I also managed to visit Weston Turville Reservoir in Tring on Friday, and eventually see the Osprey which has been hanging around for a while now.

Osprey at Weston Turville Reservoir, Tring

Thursday, 20 August 2015

When in doubt, visit Norfolk

Since it's the beginning of autumn, the first vagrants are beginning to turn up, although still in small numbers. Since there had been a small fall of Icterine Warbler in Norfolk on Friday, me and Chris decided it would be best to head in that direction. On the way up we made a short stop off to enjoy some brief views of 11+ Stone Curlew, and as we were leaving I managed to grab a few shots of a group through the car window.
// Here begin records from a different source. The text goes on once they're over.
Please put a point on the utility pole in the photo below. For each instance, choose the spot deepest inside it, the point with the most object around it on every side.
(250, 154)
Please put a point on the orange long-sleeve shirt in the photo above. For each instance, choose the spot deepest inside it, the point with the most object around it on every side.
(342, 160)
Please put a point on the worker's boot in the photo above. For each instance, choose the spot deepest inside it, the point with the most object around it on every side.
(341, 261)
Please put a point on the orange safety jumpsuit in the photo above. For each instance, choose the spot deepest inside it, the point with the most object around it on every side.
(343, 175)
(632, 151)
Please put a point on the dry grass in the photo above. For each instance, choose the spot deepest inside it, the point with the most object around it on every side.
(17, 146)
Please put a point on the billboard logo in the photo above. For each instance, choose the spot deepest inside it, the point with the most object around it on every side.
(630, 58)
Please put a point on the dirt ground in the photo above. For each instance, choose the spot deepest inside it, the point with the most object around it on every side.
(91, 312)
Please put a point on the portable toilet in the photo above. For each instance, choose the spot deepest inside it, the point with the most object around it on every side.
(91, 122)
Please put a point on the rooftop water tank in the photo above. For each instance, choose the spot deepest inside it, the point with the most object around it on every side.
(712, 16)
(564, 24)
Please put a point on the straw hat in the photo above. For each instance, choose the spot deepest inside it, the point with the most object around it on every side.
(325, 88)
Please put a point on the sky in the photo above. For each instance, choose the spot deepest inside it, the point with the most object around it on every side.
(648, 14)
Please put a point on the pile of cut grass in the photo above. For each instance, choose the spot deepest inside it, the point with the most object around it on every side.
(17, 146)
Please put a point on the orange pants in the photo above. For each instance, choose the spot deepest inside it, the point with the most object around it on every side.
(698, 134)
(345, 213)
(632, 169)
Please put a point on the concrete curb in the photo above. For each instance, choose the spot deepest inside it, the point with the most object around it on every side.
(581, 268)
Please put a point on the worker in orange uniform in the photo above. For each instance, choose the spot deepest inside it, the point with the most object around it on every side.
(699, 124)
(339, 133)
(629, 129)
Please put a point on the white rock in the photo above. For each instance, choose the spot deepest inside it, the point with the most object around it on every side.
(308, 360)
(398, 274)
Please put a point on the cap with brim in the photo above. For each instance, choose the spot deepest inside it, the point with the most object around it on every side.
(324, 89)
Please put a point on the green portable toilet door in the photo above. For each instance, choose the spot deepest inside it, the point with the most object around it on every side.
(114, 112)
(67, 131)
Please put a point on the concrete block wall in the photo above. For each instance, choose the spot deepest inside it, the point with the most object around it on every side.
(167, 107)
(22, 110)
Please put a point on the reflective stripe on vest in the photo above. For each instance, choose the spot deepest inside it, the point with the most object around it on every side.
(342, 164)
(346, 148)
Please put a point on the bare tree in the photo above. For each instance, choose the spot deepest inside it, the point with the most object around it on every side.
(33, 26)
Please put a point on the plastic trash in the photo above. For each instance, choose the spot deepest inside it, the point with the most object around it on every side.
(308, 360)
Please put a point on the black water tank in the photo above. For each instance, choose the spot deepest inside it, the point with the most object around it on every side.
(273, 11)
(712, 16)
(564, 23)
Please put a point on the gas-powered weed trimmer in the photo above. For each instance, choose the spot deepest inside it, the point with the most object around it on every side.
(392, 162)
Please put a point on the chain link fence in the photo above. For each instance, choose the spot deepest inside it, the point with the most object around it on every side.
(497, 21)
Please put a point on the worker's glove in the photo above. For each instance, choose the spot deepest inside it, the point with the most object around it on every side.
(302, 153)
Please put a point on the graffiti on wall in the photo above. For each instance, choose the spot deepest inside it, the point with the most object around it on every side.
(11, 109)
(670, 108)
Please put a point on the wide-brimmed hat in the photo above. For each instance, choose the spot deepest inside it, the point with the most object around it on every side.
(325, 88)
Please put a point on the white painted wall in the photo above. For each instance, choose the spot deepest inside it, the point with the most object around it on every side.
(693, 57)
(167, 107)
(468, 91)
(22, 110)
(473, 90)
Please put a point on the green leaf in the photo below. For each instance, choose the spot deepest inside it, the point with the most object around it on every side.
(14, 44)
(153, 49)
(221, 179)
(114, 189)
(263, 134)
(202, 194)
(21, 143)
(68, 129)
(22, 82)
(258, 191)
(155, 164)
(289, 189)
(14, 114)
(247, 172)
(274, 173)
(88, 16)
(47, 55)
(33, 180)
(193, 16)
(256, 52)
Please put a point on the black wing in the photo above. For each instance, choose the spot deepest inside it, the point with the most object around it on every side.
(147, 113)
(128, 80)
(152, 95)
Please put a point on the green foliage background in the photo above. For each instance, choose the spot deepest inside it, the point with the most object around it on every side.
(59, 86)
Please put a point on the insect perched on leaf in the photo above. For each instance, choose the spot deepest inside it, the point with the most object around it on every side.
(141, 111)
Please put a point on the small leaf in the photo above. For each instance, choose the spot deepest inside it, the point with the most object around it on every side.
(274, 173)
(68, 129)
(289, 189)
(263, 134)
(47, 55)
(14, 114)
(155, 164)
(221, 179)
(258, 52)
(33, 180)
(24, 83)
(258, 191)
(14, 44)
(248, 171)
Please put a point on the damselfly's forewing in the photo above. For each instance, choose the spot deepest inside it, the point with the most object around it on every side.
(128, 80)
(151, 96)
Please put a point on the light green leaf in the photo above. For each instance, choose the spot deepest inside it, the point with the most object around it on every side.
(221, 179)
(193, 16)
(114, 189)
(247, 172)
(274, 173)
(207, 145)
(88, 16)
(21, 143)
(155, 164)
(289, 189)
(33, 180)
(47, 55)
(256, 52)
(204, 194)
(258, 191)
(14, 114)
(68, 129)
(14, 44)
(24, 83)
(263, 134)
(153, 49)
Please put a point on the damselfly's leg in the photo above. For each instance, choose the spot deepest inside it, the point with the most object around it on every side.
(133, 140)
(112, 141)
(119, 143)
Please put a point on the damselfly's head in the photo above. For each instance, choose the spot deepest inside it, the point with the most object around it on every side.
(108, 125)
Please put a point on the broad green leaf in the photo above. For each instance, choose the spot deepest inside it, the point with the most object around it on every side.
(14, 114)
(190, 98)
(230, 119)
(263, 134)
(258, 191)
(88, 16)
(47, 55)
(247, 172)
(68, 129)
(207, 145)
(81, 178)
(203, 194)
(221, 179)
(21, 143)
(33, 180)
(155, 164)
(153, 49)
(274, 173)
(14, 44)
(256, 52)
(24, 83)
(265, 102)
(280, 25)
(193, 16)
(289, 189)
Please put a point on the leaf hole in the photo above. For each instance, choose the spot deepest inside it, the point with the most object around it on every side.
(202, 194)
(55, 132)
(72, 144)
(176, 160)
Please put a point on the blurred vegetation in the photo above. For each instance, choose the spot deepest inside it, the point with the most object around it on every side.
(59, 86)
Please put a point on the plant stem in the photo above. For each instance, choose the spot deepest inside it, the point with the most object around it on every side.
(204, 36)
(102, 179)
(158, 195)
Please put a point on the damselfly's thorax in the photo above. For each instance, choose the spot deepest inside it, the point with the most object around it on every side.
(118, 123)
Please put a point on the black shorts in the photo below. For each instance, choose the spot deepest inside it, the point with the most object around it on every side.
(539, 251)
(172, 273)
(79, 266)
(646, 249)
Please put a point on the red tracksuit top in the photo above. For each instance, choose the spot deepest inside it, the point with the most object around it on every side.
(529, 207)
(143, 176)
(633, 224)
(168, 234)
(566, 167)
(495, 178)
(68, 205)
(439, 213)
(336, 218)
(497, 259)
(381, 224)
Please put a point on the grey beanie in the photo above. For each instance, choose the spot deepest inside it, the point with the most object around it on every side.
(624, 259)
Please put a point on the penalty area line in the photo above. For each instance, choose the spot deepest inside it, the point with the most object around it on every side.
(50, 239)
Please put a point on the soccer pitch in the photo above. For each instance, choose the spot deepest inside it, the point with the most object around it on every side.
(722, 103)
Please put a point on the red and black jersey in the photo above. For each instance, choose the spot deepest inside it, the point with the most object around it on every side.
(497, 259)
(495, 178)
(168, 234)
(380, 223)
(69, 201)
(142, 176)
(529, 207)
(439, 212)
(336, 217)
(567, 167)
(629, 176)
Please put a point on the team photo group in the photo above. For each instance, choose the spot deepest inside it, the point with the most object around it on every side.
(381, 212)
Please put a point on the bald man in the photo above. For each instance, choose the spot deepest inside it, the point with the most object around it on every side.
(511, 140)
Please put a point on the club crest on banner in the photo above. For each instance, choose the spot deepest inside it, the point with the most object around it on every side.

An absolutely extraordinary bird, which still baffles me now.

As we continued our journey up North, news came in of an Icterine Warbler at Burnham Overy, so we set the sat-nav, and in just over an hour we had arrived. We made our way to the bird, stopping occasionally to spot the odd bird. Once we arrived at the infamous apple tree we were met by surprisingly few birders, but still we had good views of the bird almost instantly! Having seen the target bird the pressure was off and we stayed for a while admiring the relatively showy bird.

Our next stop was Titchwell, because it always delivers a nice amount of interesting waders. There we managed to connect with: Ruff, Spoonbill, Little Stint, Greenshank, Black and Bar-tailed Godwit, Avocet, Grey Plover, Golden Plover, Sanderling and various other common waders. There we ended the day and headed home, happy with what we had got.

Sunday, 9 August 2015

Germany 2015

Inventive title, huh? Those of you who follow me on twitter will know that from the 23rd of July till the 3rd of August I was on a trip to Germany. Since I have relatives in Germany I am a frequent visitor of solely Rheinland-Pfalz (one of the larger provinces of Germany). However, because of the book "Vogel Beobachten in Sud-Deutschland" (Birdwatching in South Germany), which I had received as a birthday gift earlier that year, I came to the conclusion it was time I visited other parts of the country half of me is from. A particular site caught my attention with the brightly coloured word Bee-eater, this was the Kaiserstuhl.

The Kaiserstuhl is a small range of hills found in Baden-Wurttemberg, which have a volcanic origin. Now because of its hot climate and steep hills it is used for growing a wine crop, which leads the landscape to be quite unique. It is the hottest place, found in Germany, therefore it plays host to a range of exotic Mediterranean species of bird. These include: White Stork, Honey Buzzard, Peregrine, Little Owl (not introduced like in Britain), Bee-eater, Hoopoe, Red-backed Shrike and Cirl Bunting. Basically the place had a lot of desired species.

The trip was split into two major legs, the first being to my Grandma in Rheinland-Pfalz and then to the Kaiserstuhl in Baden-Wurttemberg.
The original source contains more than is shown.